Small remark: There should be no need to call with_gil in the constructor, as a Python token is available via PyRef::py.

[adamreichold]

And a safety advice: You probably want to put the PyRef directly inside your iterator (also by transmuting the lifetime) to ensure that the PyCell holding the BTreeMap stays borrowed. As you wrote it, I think that Python code modify the underlying BTreeMap (by creating a new borrow of the PyCell) while you btree_map::Keys iterator is still alive which is undefined behaviour.

[cgarciae]

Thanks @adamreichold!

You probably want to put the PyRef directly inside your iterator (also by transmuting the lifetime) to ensure that the PyCell holding the BTreeMap stays borrowed

Q: is this better than having the PyObject or should I do both? A bit confused about ownership rules regarding PyObject vs PyRef. My understanding is that PyObject is managed by pythons reference counting so as I coded this, the PyBTreeMap holding the BTree would be kept alive by python.

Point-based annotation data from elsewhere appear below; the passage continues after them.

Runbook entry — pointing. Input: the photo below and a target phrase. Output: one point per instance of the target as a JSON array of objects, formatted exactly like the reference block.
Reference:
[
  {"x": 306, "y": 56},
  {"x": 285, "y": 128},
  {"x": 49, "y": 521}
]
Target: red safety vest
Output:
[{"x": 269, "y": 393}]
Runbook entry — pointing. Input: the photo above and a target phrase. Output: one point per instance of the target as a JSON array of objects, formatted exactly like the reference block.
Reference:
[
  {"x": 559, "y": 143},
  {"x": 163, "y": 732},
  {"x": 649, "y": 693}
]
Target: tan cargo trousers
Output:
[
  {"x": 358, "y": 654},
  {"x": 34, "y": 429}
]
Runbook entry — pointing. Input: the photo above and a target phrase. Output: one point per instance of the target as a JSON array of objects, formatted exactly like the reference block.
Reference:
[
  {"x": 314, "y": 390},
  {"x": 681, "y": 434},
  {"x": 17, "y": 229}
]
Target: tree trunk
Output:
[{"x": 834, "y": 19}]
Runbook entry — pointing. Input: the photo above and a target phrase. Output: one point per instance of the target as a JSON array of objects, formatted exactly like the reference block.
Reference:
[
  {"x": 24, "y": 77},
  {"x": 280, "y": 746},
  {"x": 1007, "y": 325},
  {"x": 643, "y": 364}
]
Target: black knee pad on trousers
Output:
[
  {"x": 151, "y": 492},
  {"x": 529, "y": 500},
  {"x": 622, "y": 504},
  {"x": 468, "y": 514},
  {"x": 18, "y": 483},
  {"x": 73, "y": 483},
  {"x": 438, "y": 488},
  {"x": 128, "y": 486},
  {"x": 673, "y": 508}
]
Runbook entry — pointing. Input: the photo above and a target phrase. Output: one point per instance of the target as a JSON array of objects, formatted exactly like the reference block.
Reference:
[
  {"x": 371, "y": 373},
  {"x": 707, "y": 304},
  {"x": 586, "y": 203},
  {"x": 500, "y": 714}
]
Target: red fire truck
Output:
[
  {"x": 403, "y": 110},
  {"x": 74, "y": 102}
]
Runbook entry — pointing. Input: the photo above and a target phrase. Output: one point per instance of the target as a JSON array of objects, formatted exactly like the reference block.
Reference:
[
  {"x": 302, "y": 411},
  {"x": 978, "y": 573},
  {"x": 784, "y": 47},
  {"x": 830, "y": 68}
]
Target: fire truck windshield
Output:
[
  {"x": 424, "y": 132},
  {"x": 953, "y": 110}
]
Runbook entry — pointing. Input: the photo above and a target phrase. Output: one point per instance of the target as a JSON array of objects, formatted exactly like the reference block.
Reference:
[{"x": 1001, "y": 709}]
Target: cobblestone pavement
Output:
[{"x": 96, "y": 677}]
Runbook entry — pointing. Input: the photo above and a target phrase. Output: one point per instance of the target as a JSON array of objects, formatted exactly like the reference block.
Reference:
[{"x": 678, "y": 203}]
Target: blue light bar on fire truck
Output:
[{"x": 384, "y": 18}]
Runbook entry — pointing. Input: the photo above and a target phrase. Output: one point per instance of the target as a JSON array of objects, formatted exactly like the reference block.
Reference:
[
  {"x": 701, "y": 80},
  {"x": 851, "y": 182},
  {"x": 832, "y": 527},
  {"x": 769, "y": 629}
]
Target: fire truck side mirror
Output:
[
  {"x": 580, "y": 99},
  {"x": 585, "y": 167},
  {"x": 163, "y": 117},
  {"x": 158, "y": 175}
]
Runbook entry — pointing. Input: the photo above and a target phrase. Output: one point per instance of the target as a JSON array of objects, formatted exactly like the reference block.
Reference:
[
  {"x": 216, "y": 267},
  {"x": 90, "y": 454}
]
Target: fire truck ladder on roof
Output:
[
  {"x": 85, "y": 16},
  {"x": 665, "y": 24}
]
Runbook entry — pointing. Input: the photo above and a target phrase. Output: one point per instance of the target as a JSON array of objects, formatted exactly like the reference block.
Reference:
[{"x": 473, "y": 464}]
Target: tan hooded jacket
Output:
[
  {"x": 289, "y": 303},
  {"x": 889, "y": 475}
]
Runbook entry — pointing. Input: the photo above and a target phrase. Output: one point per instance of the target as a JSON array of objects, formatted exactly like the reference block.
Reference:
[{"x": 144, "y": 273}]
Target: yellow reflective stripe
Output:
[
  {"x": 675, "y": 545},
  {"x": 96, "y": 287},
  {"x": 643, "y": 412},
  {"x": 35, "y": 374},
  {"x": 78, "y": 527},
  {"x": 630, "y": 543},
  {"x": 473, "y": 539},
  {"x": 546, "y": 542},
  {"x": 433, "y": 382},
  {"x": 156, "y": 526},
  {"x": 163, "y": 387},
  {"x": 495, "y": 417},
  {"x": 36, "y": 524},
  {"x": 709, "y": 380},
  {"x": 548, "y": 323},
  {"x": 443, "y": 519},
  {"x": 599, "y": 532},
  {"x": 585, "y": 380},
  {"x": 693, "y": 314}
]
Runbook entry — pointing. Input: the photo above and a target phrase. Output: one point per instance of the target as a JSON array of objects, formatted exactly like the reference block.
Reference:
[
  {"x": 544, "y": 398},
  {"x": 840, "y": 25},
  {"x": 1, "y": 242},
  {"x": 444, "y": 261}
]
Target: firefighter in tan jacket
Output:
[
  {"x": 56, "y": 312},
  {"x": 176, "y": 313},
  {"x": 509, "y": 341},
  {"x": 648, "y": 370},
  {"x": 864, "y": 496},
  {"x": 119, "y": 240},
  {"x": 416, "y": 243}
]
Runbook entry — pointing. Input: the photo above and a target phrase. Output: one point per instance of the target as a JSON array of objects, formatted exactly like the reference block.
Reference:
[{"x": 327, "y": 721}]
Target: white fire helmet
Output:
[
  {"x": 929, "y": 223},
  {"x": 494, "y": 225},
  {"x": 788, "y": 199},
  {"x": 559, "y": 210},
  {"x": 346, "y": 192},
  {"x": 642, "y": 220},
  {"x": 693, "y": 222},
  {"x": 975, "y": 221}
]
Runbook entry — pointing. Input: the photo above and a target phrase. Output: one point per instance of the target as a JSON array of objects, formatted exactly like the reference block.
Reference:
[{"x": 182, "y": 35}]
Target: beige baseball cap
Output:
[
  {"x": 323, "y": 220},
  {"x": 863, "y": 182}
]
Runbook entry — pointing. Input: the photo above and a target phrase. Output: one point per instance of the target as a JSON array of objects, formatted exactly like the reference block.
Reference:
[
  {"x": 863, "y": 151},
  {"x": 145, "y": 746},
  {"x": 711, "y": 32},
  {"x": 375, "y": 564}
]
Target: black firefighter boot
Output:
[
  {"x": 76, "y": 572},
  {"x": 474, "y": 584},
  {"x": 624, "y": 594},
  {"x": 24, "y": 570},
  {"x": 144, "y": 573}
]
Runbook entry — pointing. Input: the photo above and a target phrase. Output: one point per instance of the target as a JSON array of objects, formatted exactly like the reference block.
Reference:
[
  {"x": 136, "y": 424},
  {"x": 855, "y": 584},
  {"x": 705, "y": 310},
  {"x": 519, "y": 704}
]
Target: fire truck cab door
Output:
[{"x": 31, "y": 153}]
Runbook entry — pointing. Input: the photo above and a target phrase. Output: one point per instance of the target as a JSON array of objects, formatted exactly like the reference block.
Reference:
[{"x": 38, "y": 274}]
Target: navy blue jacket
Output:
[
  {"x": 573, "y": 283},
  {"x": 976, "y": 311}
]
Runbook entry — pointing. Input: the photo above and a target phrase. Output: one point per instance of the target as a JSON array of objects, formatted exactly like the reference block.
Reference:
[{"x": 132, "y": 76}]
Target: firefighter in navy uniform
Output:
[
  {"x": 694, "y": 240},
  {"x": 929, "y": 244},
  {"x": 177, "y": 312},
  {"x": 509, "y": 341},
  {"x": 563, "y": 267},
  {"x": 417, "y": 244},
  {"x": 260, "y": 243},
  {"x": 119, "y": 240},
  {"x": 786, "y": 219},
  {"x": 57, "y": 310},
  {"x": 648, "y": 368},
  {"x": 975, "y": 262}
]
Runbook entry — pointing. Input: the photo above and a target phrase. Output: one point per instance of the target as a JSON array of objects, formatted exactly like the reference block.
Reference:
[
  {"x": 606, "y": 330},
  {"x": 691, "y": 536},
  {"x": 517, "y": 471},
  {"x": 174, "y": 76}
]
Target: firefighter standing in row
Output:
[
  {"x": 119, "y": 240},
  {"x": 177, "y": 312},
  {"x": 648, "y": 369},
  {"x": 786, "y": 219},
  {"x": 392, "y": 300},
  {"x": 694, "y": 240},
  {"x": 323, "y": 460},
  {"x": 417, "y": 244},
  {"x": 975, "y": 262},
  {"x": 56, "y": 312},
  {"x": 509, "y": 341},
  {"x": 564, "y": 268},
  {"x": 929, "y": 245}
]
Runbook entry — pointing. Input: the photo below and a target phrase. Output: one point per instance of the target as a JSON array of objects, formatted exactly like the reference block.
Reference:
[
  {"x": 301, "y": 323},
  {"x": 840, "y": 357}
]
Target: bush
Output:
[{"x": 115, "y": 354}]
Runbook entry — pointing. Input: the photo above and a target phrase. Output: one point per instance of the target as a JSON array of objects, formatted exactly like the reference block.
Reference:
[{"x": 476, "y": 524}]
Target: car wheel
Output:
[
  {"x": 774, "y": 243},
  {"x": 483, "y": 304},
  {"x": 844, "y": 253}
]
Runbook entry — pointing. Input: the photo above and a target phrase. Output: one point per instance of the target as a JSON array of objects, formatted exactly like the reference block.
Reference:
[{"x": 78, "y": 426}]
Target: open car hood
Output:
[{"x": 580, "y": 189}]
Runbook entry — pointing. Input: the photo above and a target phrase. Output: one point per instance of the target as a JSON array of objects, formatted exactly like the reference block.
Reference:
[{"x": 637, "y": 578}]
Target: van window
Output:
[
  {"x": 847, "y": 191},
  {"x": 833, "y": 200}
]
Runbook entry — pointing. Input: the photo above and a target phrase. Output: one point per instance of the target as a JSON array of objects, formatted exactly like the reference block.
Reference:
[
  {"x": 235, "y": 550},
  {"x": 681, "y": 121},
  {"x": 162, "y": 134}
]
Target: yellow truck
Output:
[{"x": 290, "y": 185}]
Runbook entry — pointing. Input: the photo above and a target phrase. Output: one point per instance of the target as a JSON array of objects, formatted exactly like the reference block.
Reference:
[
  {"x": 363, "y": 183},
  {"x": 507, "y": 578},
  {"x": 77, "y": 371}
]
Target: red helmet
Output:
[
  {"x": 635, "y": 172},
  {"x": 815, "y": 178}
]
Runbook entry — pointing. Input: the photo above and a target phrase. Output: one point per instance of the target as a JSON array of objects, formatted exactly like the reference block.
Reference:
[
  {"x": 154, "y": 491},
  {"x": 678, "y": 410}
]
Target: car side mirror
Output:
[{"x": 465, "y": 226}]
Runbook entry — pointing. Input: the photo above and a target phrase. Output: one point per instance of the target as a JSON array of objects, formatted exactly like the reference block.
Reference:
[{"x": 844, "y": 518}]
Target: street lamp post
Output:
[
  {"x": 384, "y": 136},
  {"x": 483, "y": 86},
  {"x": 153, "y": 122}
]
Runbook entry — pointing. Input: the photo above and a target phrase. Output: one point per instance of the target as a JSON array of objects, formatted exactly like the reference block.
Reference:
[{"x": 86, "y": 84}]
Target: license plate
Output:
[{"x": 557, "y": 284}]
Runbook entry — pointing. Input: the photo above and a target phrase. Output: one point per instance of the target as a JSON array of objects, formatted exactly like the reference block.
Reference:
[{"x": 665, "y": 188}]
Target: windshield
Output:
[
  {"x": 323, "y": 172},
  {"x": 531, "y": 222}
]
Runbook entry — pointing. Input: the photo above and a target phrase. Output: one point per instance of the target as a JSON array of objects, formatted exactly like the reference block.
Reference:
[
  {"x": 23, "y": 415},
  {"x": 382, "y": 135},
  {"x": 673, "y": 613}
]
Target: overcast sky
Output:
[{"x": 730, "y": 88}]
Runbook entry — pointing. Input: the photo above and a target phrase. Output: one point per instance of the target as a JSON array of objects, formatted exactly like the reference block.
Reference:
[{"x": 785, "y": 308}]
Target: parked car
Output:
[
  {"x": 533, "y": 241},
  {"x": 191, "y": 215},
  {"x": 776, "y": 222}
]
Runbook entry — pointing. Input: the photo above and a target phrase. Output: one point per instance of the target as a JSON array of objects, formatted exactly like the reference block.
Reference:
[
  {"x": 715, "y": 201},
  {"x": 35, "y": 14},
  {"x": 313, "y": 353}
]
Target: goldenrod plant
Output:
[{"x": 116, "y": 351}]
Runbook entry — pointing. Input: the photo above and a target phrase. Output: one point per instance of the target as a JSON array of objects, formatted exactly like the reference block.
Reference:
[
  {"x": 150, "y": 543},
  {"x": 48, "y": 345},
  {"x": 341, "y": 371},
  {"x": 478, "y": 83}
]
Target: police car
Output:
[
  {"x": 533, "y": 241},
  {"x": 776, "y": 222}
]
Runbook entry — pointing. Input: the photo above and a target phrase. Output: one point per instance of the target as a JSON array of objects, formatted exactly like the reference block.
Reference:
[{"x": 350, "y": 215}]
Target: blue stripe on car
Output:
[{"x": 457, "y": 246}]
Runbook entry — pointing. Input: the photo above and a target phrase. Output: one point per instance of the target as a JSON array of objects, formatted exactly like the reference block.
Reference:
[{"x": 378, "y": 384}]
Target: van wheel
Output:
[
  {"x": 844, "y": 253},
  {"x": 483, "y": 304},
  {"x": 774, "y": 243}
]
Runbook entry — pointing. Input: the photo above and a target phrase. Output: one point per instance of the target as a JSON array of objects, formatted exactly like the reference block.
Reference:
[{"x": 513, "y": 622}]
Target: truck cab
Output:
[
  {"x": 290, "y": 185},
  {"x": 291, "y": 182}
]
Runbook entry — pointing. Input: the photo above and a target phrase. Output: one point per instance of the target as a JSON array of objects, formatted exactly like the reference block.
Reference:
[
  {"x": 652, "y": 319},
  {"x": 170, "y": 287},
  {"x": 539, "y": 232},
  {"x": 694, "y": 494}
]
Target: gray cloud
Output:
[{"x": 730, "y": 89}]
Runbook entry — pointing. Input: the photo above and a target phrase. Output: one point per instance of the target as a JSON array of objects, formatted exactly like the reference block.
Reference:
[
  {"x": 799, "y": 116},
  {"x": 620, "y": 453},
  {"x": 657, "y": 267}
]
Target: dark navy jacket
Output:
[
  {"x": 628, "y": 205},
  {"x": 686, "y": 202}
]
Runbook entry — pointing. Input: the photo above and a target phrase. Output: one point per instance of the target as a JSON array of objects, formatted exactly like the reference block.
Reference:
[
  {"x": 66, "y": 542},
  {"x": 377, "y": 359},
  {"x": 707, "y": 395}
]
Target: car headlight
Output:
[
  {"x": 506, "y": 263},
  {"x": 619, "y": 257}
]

There should be no need to call with_gil in the constructor, as a Python token is available via PyRef::py

Nice tip, removed a lot of with_gil calls using this.

[adamreichold]

Q: is this better than having the PyObject or should I do both? A bit confused about ownership rules regarding PyObject vs PyRef. My understanding is that PyObject is managed by pythons reference counting so as I coded this, the PyBTreeMap holding the BTree would be kept alive by python.

I think want both, the Py<PyObject> to keep at least single strong reference alive so the PyRef and the btree_map::Keys cannot become dangling and the PyRef itself so the PyCell storing the BTreeMap remains immutably borrowed.